Welcome to Read Cities!

I am Dr Yimin Zhao. I got my PhD in Human Geography and Urban Studies in the Department of Geography and Environment at the London School of Economics and Political Science (October 2017), where I had been working since October 2012. I also hold a BA in Urban Management (2009) and an MSc in Urban and Regional Economics (2011), both from Peking University in Beijing, China. My research interests include (but are not limited to) space and power, urban political economy, land politics and social justice, and urban ethnography.

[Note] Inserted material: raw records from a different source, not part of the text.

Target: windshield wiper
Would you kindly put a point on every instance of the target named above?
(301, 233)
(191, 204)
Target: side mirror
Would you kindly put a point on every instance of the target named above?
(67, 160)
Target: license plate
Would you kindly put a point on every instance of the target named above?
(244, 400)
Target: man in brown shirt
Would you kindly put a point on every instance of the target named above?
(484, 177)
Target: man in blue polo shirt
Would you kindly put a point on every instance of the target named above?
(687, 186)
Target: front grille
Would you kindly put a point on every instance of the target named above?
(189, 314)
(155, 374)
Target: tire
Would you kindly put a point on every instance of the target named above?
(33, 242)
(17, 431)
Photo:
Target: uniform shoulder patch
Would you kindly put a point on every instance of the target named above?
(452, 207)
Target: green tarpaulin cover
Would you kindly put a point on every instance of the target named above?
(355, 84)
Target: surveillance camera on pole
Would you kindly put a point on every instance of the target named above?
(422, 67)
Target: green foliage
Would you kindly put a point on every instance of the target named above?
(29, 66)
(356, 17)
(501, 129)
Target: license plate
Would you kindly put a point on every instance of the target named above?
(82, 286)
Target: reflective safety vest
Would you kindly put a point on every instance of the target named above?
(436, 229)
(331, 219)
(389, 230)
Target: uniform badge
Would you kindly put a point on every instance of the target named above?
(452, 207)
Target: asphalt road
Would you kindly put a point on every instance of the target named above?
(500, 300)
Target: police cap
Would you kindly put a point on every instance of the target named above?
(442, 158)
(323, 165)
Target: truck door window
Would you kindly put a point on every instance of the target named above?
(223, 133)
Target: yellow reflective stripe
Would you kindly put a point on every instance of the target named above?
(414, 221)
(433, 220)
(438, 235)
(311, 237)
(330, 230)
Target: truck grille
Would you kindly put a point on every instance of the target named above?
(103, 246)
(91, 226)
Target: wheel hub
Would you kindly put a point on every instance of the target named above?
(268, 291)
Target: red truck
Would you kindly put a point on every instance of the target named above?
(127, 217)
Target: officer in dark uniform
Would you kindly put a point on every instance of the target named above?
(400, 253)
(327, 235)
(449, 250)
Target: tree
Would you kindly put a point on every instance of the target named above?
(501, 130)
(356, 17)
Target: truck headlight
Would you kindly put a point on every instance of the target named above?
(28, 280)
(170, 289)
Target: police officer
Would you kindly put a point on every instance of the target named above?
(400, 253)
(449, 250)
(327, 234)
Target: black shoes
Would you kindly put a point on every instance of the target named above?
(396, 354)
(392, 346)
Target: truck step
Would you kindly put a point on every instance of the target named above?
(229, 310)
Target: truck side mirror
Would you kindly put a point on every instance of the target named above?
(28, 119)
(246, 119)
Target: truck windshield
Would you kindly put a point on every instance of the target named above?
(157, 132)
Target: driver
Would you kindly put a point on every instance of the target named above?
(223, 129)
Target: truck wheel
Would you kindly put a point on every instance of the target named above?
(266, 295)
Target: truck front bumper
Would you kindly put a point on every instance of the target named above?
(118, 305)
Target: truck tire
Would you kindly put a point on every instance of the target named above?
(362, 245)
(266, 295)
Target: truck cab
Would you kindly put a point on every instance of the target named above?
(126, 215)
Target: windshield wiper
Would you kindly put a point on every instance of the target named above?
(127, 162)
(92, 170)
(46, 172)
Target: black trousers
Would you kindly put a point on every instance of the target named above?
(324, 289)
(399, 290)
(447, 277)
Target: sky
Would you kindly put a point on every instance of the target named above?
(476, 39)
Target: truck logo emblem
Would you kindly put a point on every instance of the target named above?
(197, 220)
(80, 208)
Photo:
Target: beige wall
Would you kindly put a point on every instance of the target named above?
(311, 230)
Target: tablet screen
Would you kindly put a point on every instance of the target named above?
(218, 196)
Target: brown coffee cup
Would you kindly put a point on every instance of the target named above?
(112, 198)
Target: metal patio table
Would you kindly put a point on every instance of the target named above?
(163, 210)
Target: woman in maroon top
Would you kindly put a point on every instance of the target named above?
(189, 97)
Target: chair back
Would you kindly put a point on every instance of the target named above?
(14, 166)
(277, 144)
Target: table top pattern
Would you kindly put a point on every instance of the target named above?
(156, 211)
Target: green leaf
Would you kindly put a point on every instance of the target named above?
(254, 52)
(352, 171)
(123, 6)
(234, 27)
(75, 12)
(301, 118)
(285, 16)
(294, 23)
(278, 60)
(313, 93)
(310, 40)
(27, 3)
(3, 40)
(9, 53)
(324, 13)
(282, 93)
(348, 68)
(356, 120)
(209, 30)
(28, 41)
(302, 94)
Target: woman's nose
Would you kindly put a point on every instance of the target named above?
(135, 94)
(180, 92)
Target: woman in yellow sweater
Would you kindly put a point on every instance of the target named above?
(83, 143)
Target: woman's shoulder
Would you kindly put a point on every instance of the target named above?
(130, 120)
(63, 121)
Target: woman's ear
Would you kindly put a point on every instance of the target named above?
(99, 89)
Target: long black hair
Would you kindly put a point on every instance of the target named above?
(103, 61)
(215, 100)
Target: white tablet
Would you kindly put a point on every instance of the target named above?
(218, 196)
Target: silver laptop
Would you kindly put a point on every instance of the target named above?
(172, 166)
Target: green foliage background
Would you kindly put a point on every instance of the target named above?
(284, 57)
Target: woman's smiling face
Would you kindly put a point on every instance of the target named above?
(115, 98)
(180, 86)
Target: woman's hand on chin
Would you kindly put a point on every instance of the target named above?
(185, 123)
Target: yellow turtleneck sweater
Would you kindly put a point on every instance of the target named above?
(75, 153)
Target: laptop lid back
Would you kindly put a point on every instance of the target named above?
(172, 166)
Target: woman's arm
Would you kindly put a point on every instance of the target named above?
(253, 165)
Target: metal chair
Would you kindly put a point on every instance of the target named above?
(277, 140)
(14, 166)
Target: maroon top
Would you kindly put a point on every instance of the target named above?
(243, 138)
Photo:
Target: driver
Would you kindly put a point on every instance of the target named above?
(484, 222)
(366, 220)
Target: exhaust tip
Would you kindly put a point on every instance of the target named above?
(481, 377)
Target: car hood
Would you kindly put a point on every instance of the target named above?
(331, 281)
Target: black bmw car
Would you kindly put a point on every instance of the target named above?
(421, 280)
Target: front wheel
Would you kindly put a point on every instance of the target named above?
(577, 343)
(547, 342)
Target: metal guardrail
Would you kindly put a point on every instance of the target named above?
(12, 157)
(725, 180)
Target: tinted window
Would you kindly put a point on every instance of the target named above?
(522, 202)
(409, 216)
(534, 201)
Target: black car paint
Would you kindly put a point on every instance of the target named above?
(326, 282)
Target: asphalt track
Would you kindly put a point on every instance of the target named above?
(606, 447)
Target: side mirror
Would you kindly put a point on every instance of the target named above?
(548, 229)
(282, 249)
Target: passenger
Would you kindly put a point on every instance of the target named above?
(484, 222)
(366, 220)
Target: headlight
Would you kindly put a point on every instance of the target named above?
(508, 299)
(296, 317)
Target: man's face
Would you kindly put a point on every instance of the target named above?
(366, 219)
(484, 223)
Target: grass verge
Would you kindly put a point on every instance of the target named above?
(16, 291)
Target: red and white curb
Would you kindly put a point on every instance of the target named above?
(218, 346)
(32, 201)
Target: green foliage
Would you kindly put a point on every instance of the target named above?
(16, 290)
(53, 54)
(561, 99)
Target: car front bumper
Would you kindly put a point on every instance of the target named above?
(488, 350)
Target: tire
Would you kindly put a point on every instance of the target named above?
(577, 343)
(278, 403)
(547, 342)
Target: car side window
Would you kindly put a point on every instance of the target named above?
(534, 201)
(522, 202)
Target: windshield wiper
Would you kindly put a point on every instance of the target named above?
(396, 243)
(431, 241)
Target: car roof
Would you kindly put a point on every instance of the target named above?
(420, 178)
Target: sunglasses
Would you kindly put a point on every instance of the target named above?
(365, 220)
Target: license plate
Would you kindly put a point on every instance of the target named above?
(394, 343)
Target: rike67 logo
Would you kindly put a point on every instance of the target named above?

I finished two spells of fieldwork for thesis writing in Beijing from 2014 to 2015, funded by the Royal Geographical Society (with IBG) and the Great Britain-China Educational Trust. I was a visiting research student at Peking University when in the field, supported by the LSE-PKU Partnership PhD Mobility Scheme. After a very intense writing-up stage between 2015 and 2017, I passed my viva voce with no corrections on 15 September 2017.

 

PhD Thesis

  • Title: The hegemony of urbanisation: Questioning the production of space by the state in Beijing’s green belts
  • Abstract: This thesis investigates the state question in the context of China’s urban metamorphosis, with Beijing’s green belts as the study site. Formerly a place of realising the socialist-modernist vision, the imaginary green belts in Beijing have been rendered the centre of state-led and land-based accumulation strategies in the last two decades’ transition of that city. By investigating power dynamics associated with the deformed green belts, this thesis shows both the agency and agents of the urban metamorphosis and uncovers the underlying logic of the state that puts into use various governmental techniques to reproduce its relations of production in and by the urban space. It concludes that the green belts have become the new urban frontier in which the hegemony of urbanisation is consolidated in the course of the state’s reconfiguration of governmental techniques. And it is this hegemony that conveys the reproduction of the “socialist” relations of production and, in the end, the persistence of the Party-state regime.